© JUNGE FREIHEIT Verlag GmbH & Co.  www.jungefreiheit.de  03/15 / 09. Januar 2015

Aufgeschnappt
Pornojagd auf Adam
Matthias Bäkermann

Fünfhundert Jahre konnte das berühmte Bild der Zensur trotzen. Erst Facebook hat jetzt Michelangelos Machwerk „Die Erschaffung des Adam“ als Pornographie überführt und seine Abbildung zensiert, wie die evangelische Nachrichtenagentur idea vergangenen Dienstag meldete. „Deine Werbeanzeige wurde abgelehnt“, denn diese dürfe „keine übermäßig sexualisierten Bilder einsetzen, den Eindruck von Nacktheit erwecken, viel Haut bzw.
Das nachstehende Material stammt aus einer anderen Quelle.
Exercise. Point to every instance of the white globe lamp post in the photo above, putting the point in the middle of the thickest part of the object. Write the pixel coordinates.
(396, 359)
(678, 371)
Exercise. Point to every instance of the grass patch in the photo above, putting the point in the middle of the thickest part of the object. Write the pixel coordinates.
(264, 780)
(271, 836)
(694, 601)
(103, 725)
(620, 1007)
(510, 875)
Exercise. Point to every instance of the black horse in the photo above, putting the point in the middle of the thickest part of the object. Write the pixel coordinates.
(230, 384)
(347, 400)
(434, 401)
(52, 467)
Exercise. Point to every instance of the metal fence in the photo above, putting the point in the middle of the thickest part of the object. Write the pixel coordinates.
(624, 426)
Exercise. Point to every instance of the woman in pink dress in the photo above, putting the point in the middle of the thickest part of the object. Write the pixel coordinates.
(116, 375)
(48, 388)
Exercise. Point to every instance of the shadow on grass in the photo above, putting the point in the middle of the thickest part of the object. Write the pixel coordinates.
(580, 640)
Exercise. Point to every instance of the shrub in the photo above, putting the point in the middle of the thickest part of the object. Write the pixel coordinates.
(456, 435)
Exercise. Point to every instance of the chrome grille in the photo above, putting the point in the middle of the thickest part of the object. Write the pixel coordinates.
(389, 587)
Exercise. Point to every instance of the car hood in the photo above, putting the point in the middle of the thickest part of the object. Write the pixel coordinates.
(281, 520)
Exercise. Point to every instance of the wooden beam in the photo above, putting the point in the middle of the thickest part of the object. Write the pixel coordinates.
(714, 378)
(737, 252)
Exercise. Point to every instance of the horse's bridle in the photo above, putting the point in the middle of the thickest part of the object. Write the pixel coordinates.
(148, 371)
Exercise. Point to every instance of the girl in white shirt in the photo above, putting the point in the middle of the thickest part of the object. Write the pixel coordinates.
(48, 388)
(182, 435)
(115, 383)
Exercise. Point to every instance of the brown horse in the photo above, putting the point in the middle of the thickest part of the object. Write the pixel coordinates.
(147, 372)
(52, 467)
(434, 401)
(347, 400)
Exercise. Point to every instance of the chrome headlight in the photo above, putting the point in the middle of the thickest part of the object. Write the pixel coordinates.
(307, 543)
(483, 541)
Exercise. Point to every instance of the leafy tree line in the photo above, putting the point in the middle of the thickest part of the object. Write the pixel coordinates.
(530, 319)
Dekolleté zeigen oder sich unnötigerweise auf bestimmte Körperteile konzentrieren“, teilte das soziale Netzwerk aus Kalifornien dem Wiener Religionsphilosophen Eckehard Bamberger mit. Bamberger wollte Werbung für sein Buch „Psalm 1 – Die Wege Gottes und des Menschen“ schalten und hatte das Buchcover mit dem leicht veränderten weltbekannten Deckenfresko aus der Sixtinischen Kapelle bebildert.

Unzweifelhaft erweckt Adam dort einen „Eindruck von Nacktheit“ und präsentiert „viel Haut“. Daß Michelangelo dem Betrachter den freien Blick auf Penis und Skrotum zumutet, mußte endgültig die Moralkontrolle aktivieren. Auch die sich aufdrängende Erklärung, daß nur ein Computerscanprogramm hinter dieser „absurden Zensur“ stehe, findet Bamberger nicht minder „besorgniserregend“.